CINCINNATI
Democrat Barack Obama on Thursday slammed Republican John McCain's mortgage rescue plan in a TV ad and on the stump in Ohio, calling it a “risky idea” that would take advantage of taxpayers.
If McCain hopes his uncharacteristically big-government proposal will hold populist appeal for millions of struggling homeowners, Obama is betting he can turn that strategy upside down by presenting it as evidence McCain, a longtime advocate of deregulation, is more interested in helping the lending industry than homeowners.
Noting the Dow's drop Thursday below 9,000, Obama told a crowd at a Cincinnati park that if they used to have a 401(k) retirement savings account, “You've got a 101(k) now,” and the next president must deal with the fallout.

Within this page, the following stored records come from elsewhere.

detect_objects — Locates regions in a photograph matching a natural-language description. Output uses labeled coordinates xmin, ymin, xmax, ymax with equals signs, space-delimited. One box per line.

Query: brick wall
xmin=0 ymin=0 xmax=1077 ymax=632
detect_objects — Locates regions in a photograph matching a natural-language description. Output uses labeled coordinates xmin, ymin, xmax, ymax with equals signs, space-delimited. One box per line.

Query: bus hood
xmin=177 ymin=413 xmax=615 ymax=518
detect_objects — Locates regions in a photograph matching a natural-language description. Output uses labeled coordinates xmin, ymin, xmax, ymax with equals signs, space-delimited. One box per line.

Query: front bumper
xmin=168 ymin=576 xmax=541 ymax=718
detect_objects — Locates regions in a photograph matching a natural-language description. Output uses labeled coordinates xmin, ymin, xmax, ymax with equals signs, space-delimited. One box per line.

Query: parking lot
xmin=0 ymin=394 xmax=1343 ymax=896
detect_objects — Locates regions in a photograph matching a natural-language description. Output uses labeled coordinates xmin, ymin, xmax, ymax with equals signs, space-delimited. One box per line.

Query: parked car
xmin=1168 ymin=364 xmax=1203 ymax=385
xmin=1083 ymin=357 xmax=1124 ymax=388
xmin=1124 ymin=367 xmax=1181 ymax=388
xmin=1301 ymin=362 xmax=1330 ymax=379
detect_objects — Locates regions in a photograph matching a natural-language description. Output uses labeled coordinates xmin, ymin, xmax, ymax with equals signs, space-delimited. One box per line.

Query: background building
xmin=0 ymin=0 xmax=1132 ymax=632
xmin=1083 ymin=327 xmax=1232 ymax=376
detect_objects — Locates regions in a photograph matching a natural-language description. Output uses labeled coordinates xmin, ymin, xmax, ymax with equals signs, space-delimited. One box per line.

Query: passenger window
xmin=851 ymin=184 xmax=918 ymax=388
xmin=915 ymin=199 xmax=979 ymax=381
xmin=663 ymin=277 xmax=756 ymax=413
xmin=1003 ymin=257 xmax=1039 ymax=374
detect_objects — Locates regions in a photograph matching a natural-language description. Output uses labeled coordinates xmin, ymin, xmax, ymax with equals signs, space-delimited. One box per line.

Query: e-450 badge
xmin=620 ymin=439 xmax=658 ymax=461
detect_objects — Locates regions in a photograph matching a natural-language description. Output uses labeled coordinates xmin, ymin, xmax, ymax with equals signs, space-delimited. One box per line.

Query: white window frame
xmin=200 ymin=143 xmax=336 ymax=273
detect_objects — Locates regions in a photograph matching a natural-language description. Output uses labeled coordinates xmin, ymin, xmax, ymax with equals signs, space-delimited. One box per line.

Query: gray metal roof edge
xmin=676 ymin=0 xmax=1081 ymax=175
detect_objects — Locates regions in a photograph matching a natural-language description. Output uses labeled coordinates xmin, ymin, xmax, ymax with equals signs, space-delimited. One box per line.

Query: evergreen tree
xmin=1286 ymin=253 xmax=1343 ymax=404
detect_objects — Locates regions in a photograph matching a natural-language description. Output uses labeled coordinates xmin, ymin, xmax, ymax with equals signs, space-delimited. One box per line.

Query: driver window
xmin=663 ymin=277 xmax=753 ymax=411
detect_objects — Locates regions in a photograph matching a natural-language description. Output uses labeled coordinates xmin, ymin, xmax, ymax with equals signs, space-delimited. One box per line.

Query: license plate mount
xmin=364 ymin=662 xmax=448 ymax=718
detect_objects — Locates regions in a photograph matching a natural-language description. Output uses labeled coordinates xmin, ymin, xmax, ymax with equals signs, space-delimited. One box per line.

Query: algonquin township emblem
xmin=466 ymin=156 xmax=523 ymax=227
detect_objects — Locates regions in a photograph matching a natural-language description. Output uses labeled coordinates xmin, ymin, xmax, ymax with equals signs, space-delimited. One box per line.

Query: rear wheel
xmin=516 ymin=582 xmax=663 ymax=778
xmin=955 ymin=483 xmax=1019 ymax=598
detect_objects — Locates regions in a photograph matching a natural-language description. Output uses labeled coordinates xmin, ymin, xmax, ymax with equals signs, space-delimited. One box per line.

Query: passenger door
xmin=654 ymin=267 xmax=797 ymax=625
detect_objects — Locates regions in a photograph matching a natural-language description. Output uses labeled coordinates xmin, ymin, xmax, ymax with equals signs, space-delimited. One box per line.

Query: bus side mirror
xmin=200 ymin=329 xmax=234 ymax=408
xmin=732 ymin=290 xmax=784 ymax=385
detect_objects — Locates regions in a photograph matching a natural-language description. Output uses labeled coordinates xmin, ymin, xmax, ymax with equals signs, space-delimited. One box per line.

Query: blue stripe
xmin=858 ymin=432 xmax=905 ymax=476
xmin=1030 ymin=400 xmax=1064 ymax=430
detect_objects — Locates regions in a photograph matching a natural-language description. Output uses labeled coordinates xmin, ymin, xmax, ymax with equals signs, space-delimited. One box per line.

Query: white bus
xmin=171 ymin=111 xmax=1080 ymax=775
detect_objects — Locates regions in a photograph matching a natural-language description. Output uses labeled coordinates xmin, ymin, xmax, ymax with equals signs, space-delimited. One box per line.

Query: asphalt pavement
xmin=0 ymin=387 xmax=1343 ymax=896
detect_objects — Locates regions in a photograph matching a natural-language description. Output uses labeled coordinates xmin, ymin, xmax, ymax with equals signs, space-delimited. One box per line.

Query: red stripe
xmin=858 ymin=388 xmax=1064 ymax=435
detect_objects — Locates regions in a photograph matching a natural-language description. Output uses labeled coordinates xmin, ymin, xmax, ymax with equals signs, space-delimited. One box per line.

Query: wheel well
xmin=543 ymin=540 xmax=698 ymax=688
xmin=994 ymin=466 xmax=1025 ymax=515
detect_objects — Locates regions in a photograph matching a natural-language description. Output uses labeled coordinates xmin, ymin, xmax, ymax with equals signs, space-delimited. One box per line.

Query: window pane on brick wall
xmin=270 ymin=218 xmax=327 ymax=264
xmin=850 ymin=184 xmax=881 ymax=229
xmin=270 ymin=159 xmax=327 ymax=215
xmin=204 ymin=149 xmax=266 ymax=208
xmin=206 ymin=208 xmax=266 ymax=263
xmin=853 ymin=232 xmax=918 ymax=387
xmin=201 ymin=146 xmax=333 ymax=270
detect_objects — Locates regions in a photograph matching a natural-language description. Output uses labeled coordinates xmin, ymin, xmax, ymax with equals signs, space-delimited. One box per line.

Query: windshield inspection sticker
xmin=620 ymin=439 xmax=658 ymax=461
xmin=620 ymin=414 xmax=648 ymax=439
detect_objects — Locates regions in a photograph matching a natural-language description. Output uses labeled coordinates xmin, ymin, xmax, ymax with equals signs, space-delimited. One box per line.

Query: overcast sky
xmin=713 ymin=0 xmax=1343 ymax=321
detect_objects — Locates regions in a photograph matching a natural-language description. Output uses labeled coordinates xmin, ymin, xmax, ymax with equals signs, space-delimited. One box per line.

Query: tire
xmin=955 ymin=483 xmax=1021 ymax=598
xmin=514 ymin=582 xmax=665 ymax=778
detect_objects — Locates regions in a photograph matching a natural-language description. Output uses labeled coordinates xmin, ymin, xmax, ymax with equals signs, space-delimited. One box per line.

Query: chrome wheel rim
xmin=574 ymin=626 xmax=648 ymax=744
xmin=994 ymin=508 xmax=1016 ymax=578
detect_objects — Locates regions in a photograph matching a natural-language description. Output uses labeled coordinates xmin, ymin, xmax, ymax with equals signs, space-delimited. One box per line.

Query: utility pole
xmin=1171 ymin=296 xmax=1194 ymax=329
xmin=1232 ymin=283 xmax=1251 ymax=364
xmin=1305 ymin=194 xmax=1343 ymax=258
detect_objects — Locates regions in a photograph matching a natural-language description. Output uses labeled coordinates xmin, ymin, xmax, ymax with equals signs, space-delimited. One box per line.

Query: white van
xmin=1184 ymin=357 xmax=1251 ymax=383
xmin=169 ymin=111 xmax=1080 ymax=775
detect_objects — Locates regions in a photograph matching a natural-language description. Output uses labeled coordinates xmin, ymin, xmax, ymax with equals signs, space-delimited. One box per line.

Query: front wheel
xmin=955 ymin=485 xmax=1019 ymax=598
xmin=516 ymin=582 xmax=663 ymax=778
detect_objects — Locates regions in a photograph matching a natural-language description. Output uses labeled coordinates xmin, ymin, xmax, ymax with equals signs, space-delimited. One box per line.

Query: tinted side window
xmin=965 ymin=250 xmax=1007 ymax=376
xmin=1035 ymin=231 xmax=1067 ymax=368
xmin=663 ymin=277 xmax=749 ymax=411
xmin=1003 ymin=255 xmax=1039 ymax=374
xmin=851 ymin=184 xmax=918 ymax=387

“Will that president be looking out for you?” he asked.
McCain, campaigning in Wisconsin, defended his mortgage plan. He also continued to say voters should be afraid of Obama because he previously was involved in two charitable organizations with, and in the '90s attended a candidate event at the home of, Bill Ayers, a Chicago professor who in the '60s was an activist in a violent Vietnam-era protest group.
Obama has condemned the violent 1960s activities of the Weather Underground.
Addressing a crowd in Dayton, Obama urged voters to see McCain's character attacks on him in the context of McCain being worried he's losing.
“Is this going to be a time when we turn on each other, call each other names, or accuse each other of being unpatriotic?” he said. “Or will they say this was one of those moments when America overcame?
Obama said the mortgage proposal McCain raised in their televised debate Tuesday initially appeared to involve banks selling bad mortgages to the federal government at a discount to help homeowners, and that this was something Obama and other lawmakers of both parties also supported.
However, Obama said, the details McCain fleshed out Wednesday suggested “he'd changed his mind and was proposing to bail out banks and lenders with taxpayer money.”
“Banks wouldn't take a loss, but taxpayers would take a loss,” Obama said. He called it “the latest in a series of shifting positions” by McCain. “This is the kind of erratic behavior we've been seeing out of Sen. McCain. I don't think we can afford that kind of erratic and uncertain leadership in these uncertain times.”